Citazione: *Ciò che si semina con disamore, si miete con danno.* Gorgia.
Introduzione:
Quello era il tempo in cui non esisteva la sincerità o la franchezza… Certo, nel nostro caso non vi fu spazio neanche per le favole o la fantasia, ma eravamo bambini… Ed i bambini cosa ne sanno della crudezza effettiva delle cose?”
A quale conclusione possono giungere due menti preda della pazzia?

Note Dell’Autore: Questa one-shot è il mio ennesimo esperimento. Ho provato a sviluppare due punti di vista diversi, cercando di farli apparire più simili possibile, pur mantenendo, nella loro follia, tratti caratteristici.
Ho trattato la citazione di Gorgia, intrecciandola con una cover dei Placebo, Fuck U (Il testo è degli Archive), che mi è stata di grande aiuto nello scrivere questa storia.
Il disamore che ha portato al danno (ovvero la pazzia) questa coppia è stato il non rendersi effettivamente conto dei reali sentimenti che l’uno provava verso l’altro.
Non era odio, ma vero amore, che le circostanze hanno mascherato fino a devastare le menti degli stessi interessati.

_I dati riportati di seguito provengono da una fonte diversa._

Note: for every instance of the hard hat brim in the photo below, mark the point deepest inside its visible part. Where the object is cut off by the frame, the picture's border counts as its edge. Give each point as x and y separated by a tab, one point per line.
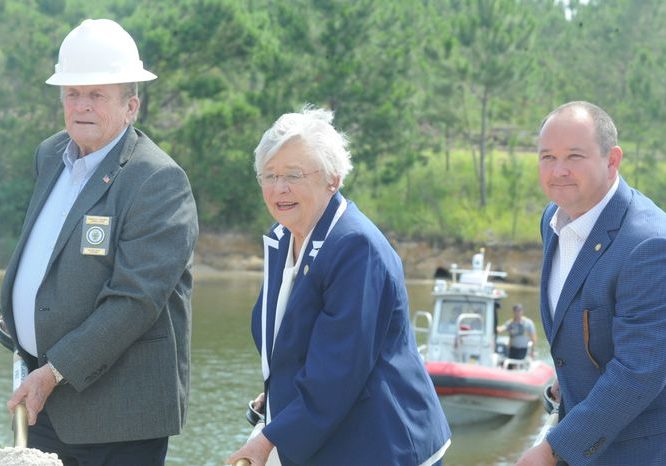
94	79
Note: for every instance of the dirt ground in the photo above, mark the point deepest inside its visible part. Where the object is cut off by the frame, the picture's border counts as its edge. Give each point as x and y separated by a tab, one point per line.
235	252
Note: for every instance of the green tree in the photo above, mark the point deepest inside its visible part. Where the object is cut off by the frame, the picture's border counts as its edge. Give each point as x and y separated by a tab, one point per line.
495	39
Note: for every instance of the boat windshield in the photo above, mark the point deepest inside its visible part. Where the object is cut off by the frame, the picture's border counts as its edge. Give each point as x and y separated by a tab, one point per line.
451	310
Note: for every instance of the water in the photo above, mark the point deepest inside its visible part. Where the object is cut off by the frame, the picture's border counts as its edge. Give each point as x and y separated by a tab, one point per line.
226	374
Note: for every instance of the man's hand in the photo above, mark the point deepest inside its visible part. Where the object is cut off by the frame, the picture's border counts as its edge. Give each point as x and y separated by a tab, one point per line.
256	451
540	455
34	391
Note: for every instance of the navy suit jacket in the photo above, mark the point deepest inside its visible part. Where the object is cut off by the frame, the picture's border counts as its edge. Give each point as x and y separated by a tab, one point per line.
608	336
346	385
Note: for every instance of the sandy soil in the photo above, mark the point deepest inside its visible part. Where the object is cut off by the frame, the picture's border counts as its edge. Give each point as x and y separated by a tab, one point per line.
232	253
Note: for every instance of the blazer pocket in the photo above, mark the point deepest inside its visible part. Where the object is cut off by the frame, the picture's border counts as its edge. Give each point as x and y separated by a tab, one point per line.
586	337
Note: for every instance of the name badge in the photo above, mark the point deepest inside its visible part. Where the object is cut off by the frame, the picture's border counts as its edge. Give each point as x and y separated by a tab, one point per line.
95	235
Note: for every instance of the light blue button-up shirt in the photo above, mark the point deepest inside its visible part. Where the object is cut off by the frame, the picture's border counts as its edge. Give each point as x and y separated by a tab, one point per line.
41	242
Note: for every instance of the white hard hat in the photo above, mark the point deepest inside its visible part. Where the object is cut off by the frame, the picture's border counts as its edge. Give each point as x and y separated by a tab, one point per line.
98	51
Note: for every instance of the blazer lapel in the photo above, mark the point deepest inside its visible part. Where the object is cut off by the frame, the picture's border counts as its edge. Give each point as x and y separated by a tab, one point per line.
551	240
594	247
276	247
332	214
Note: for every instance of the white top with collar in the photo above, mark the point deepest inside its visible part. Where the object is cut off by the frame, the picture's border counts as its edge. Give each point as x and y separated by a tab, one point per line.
44	235
572	235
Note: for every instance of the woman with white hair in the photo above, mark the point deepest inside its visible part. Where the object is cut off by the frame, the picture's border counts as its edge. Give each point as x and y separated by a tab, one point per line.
344	383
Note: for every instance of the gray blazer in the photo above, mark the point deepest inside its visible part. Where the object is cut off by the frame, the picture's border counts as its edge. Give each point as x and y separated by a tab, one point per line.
117	326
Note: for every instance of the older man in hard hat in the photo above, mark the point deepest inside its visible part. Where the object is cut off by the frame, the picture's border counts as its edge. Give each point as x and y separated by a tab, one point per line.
97	295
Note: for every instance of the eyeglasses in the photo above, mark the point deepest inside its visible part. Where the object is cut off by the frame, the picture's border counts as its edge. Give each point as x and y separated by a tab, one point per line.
291	177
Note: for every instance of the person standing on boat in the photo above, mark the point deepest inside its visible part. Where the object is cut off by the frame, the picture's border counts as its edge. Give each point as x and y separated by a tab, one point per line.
97	295
344	382
522	334
603	298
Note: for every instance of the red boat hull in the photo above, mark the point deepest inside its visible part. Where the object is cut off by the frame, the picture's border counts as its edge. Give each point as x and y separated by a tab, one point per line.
452	378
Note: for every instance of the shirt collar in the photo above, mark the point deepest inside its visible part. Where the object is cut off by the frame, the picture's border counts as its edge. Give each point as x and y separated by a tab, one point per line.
90	161
582	226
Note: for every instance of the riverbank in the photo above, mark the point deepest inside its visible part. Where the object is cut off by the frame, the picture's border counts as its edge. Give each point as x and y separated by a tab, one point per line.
233	253
221	254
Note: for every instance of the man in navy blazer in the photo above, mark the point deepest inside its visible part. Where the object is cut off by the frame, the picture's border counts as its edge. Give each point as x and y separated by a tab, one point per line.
603	298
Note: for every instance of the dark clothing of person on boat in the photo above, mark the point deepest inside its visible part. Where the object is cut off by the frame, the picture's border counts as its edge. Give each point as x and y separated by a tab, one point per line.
521	331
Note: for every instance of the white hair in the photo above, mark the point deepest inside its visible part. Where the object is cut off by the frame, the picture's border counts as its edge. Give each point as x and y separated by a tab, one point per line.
313	127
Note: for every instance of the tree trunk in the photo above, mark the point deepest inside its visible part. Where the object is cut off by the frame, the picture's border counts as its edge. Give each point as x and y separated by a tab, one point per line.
482	148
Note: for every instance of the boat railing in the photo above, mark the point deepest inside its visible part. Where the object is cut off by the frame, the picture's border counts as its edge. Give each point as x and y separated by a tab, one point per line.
419	329
516	364
469	337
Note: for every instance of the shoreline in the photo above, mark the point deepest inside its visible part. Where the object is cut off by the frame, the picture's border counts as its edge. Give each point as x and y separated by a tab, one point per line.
225	255
221	254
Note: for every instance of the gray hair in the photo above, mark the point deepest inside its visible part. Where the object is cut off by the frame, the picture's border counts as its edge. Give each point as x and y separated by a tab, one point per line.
314	128
604	127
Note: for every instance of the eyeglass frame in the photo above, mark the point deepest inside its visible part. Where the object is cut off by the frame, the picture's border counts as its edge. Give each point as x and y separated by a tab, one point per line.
296	178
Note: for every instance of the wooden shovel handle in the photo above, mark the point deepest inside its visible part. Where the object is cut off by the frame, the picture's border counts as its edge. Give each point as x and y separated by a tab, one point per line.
20	426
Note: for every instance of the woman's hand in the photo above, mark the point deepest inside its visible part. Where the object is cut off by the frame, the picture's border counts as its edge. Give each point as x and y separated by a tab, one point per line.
258	403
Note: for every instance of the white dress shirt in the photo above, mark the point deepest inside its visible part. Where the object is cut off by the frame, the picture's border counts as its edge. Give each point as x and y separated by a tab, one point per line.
44	235
572	235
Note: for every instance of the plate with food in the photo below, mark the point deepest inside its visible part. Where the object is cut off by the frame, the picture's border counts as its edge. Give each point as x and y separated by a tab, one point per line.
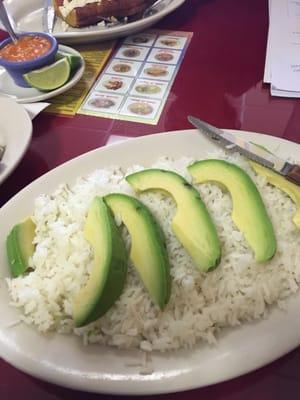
69	68
15	135
82	22
140	275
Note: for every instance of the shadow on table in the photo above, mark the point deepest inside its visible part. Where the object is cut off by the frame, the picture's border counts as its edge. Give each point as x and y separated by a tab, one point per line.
30	168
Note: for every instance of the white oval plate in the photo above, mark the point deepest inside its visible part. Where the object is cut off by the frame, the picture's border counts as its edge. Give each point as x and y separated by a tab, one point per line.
63	360
28	16
31	95
15	133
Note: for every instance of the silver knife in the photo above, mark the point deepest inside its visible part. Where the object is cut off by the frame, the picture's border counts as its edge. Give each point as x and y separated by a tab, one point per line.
48	16
252	151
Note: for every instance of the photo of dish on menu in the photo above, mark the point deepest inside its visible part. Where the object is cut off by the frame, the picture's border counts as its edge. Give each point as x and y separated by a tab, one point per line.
141	73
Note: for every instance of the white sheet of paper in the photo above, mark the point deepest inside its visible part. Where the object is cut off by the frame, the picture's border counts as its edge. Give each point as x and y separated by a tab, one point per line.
285	57
268	61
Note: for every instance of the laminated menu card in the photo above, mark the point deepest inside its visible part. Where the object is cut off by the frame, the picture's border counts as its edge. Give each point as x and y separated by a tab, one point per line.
136	82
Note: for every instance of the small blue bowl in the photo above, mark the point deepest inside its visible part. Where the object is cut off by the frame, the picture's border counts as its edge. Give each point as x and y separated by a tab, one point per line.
17	69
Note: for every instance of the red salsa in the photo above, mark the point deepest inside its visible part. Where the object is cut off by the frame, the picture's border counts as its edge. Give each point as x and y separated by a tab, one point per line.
27	48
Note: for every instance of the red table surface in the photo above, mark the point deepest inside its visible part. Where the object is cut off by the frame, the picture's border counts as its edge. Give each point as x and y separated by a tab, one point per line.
221	82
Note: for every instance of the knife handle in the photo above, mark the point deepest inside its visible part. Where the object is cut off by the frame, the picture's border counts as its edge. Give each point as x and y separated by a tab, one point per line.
294	174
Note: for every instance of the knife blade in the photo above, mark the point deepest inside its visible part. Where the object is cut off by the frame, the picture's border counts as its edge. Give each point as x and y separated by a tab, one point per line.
2	151
48	16
250	150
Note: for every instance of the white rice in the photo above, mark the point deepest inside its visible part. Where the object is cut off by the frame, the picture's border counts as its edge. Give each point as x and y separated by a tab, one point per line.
201	304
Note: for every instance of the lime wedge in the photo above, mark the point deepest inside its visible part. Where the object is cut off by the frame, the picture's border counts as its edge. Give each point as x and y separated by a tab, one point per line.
51	77
73	59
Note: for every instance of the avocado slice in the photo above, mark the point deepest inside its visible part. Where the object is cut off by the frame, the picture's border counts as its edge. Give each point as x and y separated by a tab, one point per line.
20	247
292	190
107	277
249	212
192	223
148	250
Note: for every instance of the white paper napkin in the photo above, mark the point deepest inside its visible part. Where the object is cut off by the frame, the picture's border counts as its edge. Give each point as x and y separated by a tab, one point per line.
34	109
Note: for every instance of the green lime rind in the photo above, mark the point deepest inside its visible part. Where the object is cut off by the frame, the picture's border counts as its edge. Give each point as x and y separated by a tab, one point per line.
50	77
73	59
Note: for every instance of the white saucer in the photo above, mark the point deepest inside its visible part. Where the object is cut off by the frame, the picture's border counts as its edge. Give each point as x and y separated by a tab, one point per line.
15	131
30	95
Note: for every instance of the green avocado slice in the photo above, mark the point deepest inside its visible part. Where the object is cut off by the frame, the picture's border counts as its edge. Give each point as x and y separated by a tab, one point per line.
292	190
192	223
20	247
148	252
107	278
249	212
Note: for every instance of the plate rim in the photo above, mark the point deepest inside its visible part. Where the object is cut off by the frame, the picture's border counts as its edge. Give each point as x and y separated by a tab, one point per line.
116	387
48	95
120	29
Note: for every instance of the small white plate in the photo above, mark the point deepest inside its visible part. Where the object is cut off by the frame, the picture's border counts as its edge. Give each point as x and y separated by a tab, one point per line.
64	360
28	16
15	133
30	95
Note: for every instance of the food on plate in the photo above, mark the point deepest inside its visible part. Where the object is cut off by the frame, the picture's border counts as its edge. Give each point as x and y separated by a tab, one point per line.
248	209
79	13
169	42
100	102
164	56
292	190
201	304
121	67
148	88
131	52
192	223
156	70
140	108
26	48
50	77
107	277
74	60
147	253
113	84
20	247
30	52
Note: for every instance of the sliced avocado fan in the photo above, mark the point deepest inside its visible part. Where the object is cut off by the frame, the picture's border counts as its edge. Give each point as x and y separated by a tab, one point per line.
107	278
148	250
192	223
20	247
249	213
292	190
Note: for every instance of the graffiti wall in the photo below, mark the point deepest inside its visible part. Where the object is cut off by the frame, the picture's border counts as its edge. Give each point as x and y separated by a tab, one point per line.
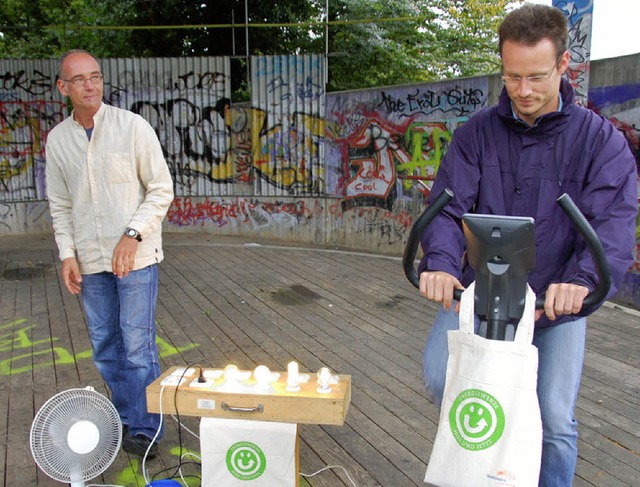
295	163
382	143
579	15
621	105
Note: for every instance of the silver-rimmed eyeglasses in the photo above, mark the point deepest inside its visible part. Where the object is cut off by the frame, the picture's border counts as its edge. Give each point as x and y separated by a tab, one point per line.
95	79
534	79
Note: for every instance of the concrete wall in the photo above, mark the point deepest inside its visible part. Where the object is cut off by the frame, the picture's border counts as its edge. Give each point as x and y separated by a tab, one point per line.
350	169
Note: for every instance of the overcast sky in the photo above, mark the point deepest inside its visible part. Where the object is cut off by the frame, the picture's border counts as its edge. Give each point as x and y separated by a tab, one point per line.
615	27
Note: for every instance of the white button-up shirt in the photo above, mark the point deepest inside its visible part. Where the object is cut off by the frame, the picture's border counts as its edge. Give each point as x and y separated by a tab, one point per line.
99	187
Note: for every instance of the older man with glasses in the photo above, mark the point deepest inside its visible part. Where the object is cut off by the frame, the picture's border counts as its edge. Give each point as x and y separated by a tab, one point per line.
109	189
517	158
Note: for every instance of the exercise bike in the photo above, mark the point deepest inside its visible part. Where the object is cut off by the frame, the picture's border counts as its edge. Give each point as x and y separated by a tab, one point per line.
501	251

La narrazione inizia dal punto di vista di Yurij Ivanov che si alterna con quello di Kei Hiwatari per tutto il corso della shot, fino al breve epilogo, raccontato da un occhio esterno che appartiene ad un personaggio accennato nella storia.   =).
Inoltre, per facilitare la lettura (grazie ad un’idea che mi ha dato Chyko), i POV di Yurij cominciano con la lettera rossa, quelli di Kei con quella blu!
Spero che la lettura sia di vostro gradimento ^^.

Iria.

 What about Madness? [Fuck U]

 *Ciò che si semina con disamore, si miete con danno.*
-Gorgia-

Mettiamoci comodi, amico mio, sarà lungo il nostro colloquio.
Sai, Boris non riesce comprendere come noi due riusciamo a comunicare anche solo stando così, seduti l’uno di fronte all’altro.
Ecco, inizi a guardarmi con quella fredda malizia che brucia il mio povero cuoricino!

Bastardo.

So che è lo stesso sguardo con cui mi spogliavi il culo durante gli incontri di quel vecchio e fottuto torneo di trottole.
So che è lo stesso sguardo con cui mi auguri i tormenti peggiori.
E, d’altronde, è anche lo stesso sguardo con cui ancora oggi mi scopi.
Dio mio, caro, la qualità espressiva del tuo viso è assurdamente molteplice!
Ma dimmi, piuttosto, dove hai appreso la fine e delicata arte che lo rende sdegnoso con una tale e odiosa indecenza?
Se solo potessi… Uhm…

Se solo potessi strapparti quella maschera che si finge volto umano… Sarei oltremodo appagato; sì, credo che a quel punto raggiungerei un orgasmo multiplo.
Cosa che, facendo sesso con te, non è mai accaduta… Vero?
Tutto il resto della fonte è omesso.